Since $x_n \to x$, there exists $N \in \N$ such that:
- $x_N - x < t - x$
That is:
- $x_N < t$
This contradicts:
- $t \le x_n$ for each $n$.
So we have $t \le x$, and so $t \in \hointl {-\infty} {x_n}$, giving:
- $\ds \bigcap_{n \mathop = 1}^\infty \hointl {-\infty} {x_n} \subseteq \hointl {-\infty} x$
by the definition of subset.
$\Box$
We now show that:
- $\ds \hointl {-\infty} x \subseteq \bigcap_{n \mathop = 1}^\infty \hointl {-\infty} {x_n}$
Let:
- $\ds t \in \hointl {-\infty} x$
Then we have:
- $t \le x$
Since:
- $x \le x_n$ for each $n$
we have:
- $t \le x_n$ for each $n$.
That is:
- $t \in \hointl {-\infty} {x_n}$ for each $n$.
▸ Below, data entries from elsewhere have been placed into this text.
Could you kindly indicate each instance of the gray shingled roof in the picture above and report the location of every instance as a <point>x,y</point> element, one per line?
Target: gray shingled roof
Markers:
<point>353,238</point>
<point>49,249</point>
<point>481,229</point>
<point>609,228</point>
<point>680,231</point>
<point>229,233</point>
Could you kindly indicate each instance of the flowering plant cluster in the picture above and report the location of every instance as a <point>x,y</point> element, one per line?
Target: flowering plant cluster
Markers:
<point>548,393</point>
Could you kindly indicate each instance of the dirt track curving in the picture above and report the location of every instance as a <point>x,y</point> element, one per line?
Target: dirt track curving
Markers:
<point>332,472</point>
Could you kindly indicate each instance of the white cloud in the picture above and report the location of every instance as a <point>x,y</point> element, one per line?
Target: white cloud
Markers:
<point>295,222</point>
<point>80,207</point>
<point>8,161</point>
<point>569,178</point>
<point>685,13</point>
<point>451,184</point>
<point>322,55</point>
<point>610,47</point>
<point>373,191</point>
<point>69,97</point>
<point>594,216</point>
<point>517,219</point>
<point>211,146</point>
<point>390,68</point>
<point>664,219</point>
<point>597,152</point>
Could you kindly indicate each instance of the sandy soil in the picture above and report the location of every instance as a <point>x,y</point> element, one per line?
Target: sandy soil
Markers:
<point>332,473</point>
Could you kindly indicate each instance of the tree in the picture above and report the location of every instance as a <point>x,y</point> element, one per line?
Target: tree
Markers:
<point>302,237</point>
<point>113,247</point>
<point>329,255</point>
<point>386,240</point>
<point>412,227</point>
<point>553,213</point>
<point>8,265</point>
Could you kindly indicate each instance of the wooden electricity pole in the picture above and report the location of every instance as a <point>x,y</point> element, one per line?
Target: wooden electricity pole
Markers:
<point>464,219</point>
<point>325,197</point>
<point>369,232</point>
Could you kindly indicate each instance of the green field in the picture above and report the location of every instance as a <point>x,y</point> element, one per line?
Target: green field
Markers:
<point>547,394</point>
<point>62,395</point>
So, from the definition of set intersection, we have:
- $\ds t \in \bigcap_{n \mathop = 1}^\infty \hointl {-\infty} {x_n}$
so:
- $\ds \hointl {-\infty} x \subseteq \bigcap_{n \mathop = 1}^\infty \hointl {-\infty} {x_n}$
by the definition of subset.
$\Box$
So, from the definition of set equality, we have:
- $\ds \bigcap_{n \mathop = 1}^\infty \hointl {-\infty} {x_n} = \hointl {-\infty} x$
$\blacksquare$